Conhecendo-me muito bem, minha segunda mãe pensou que aquela situação me causaria medo (o que na maioria das vezes seria verdade). Examinou-me então atentamente com seus olhos azuis inconfundíveis, esperando alguma reação minha, e após alguns segundos de hesitação, percebi o que estava acontecendo e me atirei nos braços dela em um longo e muito aguardado abraço.
Ela retribuiu o abraço, sorriu aliviada e perguntou: ” O que aconteceu ‘fio’? ” – de um jeito que só ela fazia.

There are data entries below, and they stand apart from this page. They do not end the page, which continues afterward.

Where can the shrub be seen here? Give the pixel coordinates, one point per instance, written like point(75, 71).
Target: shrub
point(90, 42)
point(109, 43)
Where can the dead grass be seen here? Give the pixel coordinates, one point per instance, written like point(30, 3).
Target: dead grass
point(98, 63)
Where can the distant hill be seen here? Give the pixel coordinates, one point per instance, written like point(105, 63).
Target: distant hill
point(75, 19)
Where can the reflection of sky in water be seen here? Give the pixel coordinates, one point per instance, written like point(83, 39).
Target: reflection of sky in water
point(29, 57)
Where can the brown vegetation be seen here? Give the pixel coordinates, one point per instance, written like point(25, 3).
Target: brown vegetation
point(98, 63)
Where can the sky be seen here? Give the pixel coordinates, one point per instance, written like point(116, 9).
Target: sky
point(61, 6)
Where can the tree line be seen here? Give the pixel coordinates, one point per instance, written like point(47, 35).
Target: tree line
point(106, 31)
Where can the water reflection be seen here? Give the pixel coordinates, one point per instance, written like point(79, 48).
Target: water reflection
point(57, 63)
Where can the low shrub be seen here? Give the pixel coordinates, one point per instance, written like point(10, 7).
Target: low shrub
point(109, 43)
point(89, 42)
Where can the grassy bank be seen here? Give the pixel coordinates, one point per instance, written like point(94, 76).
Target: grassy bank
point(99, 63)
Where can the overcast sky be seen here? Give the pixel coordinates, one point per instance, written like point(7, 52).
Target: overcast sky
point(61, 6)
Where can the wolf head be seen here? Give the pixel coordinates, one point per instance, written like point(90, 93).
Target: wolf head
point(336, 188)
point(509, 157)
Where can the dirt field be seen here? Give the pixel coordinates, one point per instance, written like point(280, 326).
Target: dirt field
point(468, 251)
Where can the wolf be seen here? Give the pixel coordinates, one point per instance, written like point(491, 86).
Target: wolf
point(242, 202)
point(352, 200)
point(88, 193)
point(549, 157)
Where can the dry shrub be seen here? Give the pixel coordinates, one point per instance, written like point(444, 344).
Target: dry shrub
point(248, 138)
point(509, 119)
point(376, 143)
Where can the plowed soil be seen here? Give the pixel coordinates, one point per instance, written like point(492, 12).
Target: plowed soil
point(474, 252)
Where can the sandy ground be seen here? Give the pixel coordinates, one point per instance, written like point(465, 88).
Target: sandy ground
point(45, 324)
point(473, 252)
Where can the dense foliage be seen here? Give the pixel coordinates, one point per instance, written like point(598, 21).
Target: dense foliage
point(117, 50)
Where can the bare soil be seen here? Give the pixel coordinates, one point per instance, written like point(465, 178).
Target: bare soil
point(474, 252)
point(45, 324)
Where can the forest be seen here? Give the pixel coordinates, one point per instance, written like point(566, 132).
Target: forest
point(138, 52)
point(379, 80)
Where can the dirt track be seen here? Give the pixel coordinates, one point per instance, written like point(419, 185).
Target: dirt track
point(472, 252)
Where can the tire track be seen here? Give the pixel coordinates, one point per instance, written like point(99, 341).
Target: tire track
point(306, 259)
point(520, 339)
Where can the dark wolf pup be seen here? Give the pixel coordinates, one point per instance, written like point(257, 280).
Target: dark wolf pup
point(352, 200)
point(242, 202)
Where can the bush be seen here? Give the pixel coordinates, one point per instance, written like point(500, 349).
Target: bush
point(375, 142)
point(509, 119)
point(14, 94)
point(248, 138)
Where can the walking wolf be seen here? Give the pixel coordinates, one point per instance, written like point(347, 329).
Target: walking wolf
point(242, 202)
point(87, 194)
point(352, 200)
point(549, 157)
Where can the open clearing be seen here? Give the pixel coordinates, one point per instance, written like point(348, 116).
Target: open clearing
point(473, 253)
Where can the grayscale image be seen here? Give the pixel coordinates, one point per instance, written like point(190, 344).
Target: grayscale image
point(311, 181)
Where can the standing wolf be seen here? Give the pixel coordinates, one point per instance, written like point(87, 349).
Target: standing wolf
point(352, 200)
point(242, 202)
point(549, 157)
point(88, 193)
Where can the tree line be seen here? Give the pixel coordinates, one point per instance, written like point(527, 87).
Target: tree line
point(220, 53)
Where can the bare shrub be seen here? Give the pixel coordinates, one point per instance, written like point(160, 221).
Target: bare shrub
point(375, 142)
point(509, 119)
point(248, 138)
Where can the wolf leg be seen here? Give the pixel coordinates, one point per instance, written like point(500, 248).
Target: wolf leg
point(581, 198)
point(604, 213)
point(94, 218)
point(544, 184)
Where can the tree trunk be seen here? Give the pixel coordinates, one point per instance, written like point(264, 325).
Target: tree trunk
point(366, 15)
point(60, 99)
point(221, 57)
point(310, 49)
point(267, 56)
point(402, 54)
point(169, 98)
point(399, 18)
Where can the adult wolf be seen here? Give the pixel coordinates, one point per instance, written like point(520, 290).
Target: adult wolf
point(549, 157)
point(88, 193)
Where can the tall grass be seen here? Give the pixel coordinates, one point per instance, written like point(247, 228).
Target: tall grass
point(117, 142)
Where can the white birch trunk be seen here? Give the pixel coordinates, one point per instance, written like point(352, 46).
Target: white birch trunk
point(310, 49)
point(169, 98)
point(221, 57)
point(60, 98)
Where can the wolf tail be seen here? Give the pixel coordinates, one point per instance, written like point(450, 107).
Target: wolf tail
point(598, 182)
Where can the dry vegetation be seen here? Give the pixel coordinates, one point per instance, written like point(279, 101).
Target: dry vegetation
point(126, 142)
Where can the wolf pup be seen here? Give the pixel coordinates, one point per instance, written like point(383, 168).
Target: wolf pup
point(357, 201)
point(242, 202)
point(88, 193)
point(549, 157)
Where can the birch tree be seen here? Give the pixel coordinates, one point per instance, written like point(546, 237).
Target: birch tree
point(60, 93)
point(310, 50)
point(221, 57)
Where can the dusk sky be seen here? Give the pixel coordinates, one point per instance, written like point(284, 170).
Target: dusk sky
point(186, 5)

Uma avalanche de pensamentos caiu sobre mim trazendo à tona todos os acontecimentos do último ano. Já com lágrimas nos olhos, disse pessoalmente a ela o que já havia dito centenas de vezes diante da sua sepultura:
– Tudo virou de cabeça pra baixo. – Respirei fundo, procurando forças para continuar. – Me perdoa, não vou conseguir cumprir a minha promessa.
Por um breve instante ela pareceu surpresa, mas seu olhar sereno e irradiante manteve-se intacto. Tentei abraçá-la novamente, mas ela começou a distanciar-se envolta por um brilho intenso, no qual eu conseguia distinguir apenas o seu rosto.
Olhei ao redor à procura de ajuda. Ninguém. Caí então de joelhos como se todo o peso do mundo estivesse em meus ombros. E antes da minha segunda mãe ir embora, eu perguntei: – Pra onde a senhora vai?
– Agora eu sou luz. – Ela respondeu enquanto desaparecia na minha frente e eu sentia a sua última bênção sobre mim.
No instante seguinte, abri meus olhos no quarto ainda escuro e disse em voz alta: “Feliz Dias da Mães Dona Lúcia! Obrigado por vir me visitar no dia de hoje.”, e voltei a dormir na doce ilusão de que a partir dali as coisas começariam a melhor.